Par ces remarques, on arrive à comprendre à peu près ceci, qui est d’opinion commune, c’est que les natures les plus généreuses sont aussi celles qui font voir les plus violentes passions. Qui consent aisément à tout n’aimera guère. Au contraire, dans une nature fière et jalouse de sa liberté, la plus légère atteinte de l’amour sera comme une offense. Le vrai amoureux se reconnaît à ceci qu’il fuit ; mais, comme dit le poète, il emporte avec lui la flèche de Cupidon. C’est un état digne de pitié que celui où l’on s’efforce de ne point penser à quelqu’un ; car c’est y penser encore ; c’est graver en soi-même- la pensée que l’on s’interdit d’avoir. Tout homme est donc maladroit à ce jeu, et s’humilie lui-même, et s’irrite lui-même. D’où cette façon d’aimer, bien plaisante, qui se montre par la mauvaise humeur. Cette part de haine, qui est toujours cachée dans l’amour forcé, éclate dans la vengeance ; et sans doute le jaloux se venge-t-il moins d’avoir été trompé que d’avoir été forcé.
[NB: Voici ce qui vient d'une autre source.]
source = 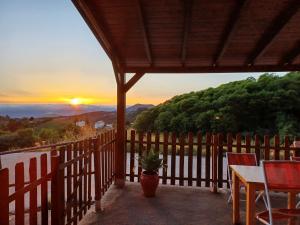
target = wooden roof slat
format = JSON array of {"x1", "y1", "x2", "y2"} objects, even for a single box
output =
[
  {"x1": 125, "y1": 65, "x2": 300, "y2": 73},
  {"x1": 136, "y1": 0, "x2": 153, "y2": 65},
  {"x1": 72, "y1": 0, "x2": 121, "y2": 67},
  {"x1": 246, "y1": 0, "x2": 300, "y2": 65},
  {"x1": 213, "y1": 0, "x2": 250, "y2": 66},
  {"x1": 125, "y1": 73, "x2": 145, "y2": 92},
  {"x1": 181, "y1": 0, "x2": 193, "y2": 65},
  {"x1": 72, "y1": 0, "x2": 300, "y2": 73},
  {"x1": 281, "y1": 40, "x2": 300, "y2": 65}
]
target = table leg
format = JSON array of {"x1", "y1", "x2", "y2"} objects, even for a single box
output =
[
  {"x1": 246, "y1": 183, "x2": 256, "y2": 225},
  {"x1": 288, "y1": 192, "x2": 296, "y2": 225},
  {"x1": 232, "y1": 171, "x2": 240, "y2": 225}
]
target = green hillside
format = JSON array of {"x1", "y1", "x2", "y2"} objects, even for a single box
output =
[{"x1": 134, "y1": 72, "x2": 300, "y2": 135}]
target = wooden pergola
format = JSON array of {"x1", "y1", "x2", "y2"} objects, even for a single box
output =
[{"x1": 73, "y1": 0, "x2": 300, "y2": 187}]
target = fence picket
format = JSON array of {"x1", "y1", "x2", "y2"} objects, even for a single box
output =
[
  {"x1": 15, "y1": 162, "x2": 24, "y2": 225},
  {"x1": 129, "y1": 130, "x2": 135, "y2": 182},
  {"x1": 171, "y1": 133, "x2": 177, "y2": 185},
  {"x1": 40, "y1": 154, "x2": 49, "y2": 225},
  {"x1": 188, "y1": 133, "x2": 194, "y2": 186},
  {"x1": 197, "y1": 132, "x2": 202, "y2": 187},
  {"x1": 205, "y1": 133, "x2": 211, "y2": 187},
  {"x1": 236, "y1": 133, "x2": 242, "y2": 153},
  {"x1": 163, "y1": 132, "x2": 169, "y2": 184},
  {"x1": 0, "y1": 168, "x2": 9, "y2": 225},
  {"x1": 29, "y1": 158, "x2": 37, "y2": 225},
  {"x1": 284, "y1": 136, "x2": 290, "y2": 160},
  {"x1": 274, "y1": 135, "x2": 280, "y2": 160},
  {"x1": 138, "y1": 132, "x2": 144, "y2": 181},
  {"x1": 179, "y1": 134, "x2": 185, "y2": 186},
  {"x1": 218, "y1": 134, "x2": 223, "y2": 188},
  {"x1": 264, "y1": 135, "x2": 270, "y2": 160}
]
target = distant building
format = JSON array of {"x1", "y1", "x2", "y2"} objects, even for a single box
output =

Bref, l’homme a la prétention de se conduire ; il veut vouloir. C’est pourquoi il aime toujours au delà du désir. D’où cette idée de promettre, et enfin de se lier par un serment. Et plus ces contraintes, qui sont de sa propre volonté, sont pénibles, moins il sent les autres. C’est de la même manière que l’on se délivre de la peur par le courage. Aussi voit-on que l’amour est toujours romanesque, et fort subtil là-dessus, cherchant à se sauver du pâtir par l’agir. Ce quelque chose de libre, et cette méditation sur l’épreuve choisie et fidèlement subie, est ce qui fait la ferveur de l’amour. »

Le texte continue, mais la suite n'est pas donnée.